The need to conduct targeted collections from original data sources mitigates in favor of having on-premises software for this capability.
Processing ESI, i.e., de-duplicating and further culling data, has traditionally been the provenance of review and vendor-hosted solutions. We often think of processing as a specific step in the linear process of e-discovery that sits between the collection of ESI and review.
But with an in-house processing capability, this can be an iterative step that can take place at multiple points during discovery. For example, at the onset of litigation, an organization can take a sample set of data, such as data from a key witness’s computer, run some initial processing on the files to isolate the relevant file types and then begin crafting and testing search terms to cull data for the remainder of the collections process from other data sources.
Another important capability of an in-house solution is the ability to conduct different types of processing at different steps in the e-discovery process to make effective cuts at data when and where it makes the most sense. At the initial stages of a collection, the easiest cuts at data are the ones that do not require substantive review, such as file types and date ranges. Ideally, organizations can make these cuts without having to index the data sets or move them into an archiving or enterprise content management repository.

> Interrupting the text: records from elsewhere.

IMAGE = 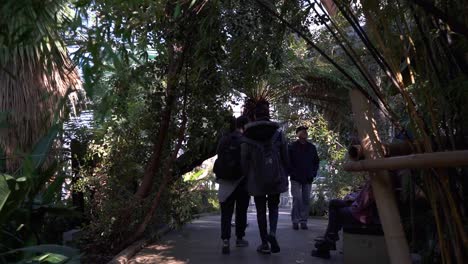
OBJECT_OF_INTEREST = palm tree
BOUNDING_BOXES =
[0,0,80,171]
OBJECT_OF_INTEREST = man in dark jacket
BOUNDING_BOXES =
[289,126,319,230]
[216,116,250,254]
[241,98,288,254]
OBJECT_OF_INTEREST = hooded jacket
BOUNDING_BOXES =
[241,121,289,196]
[289,141,320,184]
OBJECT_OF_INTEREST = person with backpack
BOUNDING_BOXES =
[289,126,319,230]
[241,100,288,254]
[213,116,250,254]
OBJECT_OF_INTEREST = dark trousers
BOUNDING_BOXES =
[221,185,250,240]
[325,199,360,240]
[254,194,280,243]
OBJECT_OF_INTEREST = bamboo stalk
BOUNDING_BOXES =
[348,141,424,160]
[350,89,411,264]
[344,150,468,171]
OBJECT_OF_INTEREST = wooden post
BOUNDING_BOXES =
[350,89,411,264]
[343,150,468,171]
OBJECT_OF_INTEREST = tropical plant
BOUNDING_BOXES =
[0,0,80,172]
[0,126,79,263]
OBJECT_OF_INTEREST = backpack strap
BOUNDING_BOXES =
[271,128,282,144]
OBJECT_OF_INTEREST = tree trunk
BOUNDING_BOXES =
[350,90,411,264]
[135,43,187,199]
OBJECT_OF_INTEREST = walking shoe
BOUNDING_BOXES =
[236,238,249,247]
[311,249,330,259]
[267,235,281,253]
[257,243,271,255]
[315,238,336,251]
[222,239,231,255]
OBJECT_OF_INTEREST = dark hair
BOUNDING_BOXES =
[243,99,270,121]
[236,116,249,129]
[296,126,309,134]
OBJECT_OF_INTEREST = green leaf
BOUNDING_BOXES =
[43,175,65,204]
[31,125,59,169]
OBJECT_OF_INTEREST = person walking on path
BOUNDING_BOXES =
[241,100,289,254]
[213,116,250,254]
[289,126,319,230]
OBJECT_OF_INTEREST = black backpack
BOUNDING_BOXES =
[243,130,286,190]
[213,133,242,181]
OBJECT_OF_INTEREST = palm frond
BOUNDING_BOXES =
[0,0,80,170]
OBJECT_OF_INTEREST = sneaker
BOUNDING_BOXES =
[311,249,330,259]
[315,238,336,251]
[257,243,271,255]
[222,239,231,255]
[267,235,281,253]
[236,238,249,247]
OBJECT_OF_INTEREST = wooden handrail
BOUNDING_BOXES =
[343,150,468,171]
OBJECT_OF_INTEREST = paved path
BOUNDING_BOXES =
[130,210,343,264]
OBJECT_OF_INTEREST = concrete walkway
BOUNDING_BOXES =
[130,210,343,264]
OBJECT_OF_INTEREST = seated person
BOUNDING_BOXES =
[312,180,378,258]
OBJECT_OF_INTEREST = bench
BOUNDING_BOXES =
[343,225,390,264]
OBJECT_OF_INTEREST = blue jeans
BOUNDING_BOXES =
[291,181,312,224]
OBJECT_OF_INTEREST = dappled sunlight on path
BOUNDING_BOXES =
[130,210,343,264]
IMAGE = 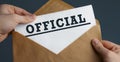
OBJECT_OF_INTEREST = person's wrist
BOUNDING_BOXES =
[0,34,8,42]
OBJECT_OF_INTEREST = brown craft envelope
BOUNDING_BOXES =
[12,0,101,62]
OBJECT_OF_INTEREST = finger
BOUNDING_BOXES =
[92,39,109,56]
[102,40,119,50]
[14,14,36,24]
[13,6,32,15]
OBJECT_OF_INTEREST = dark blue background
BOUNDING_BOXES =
[0,0,120,62]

A more advanced processing technique is to perform “rolling de-duplication.” This type of enhanced processing moves up processing to the collection stage and allows organizations to compare files that they have already collected with the files that are being scanned for collection. Rather than de-duplicating all files after collection, files are de-duplicated during the collection stage so that organizations only collect a single instance of relevant files while maintaining a record of where the duplicates exist. This technique greatly reduces the number of files collected. In a large case, one organization was able to review ESI for more than 800 custodians and reduce an initial data set of 146 terabytes of data to 17 terabytes using this process.
Although processing is often necessary at the full-review stage, this capability also needs to be on-premises to maximize its effectiveness in the earlier stages of discovery.
Organizations understand that they need a mix of technology solutions to address the rising costs and risks of producing ESI. What has hindered progress is the tendency to focus on a particular step in the e-discovery process without a broader view of the best way to accomplish all of the other steps in a seamless and effective manner. Fortunately, enough time has passed to develop a uniform approach that allows tailoring of a solution to an organization’s needs and infrastructure at the points most needed on-premises, i.e., the early stages of the e-discovery process, and allows the organization to take advantage of best-of-breed review and production capabilities with the performance, features, security and control needed. There is a role for cloud-based e-discovery solutions, though, and we’ll discuss that in our concluding column.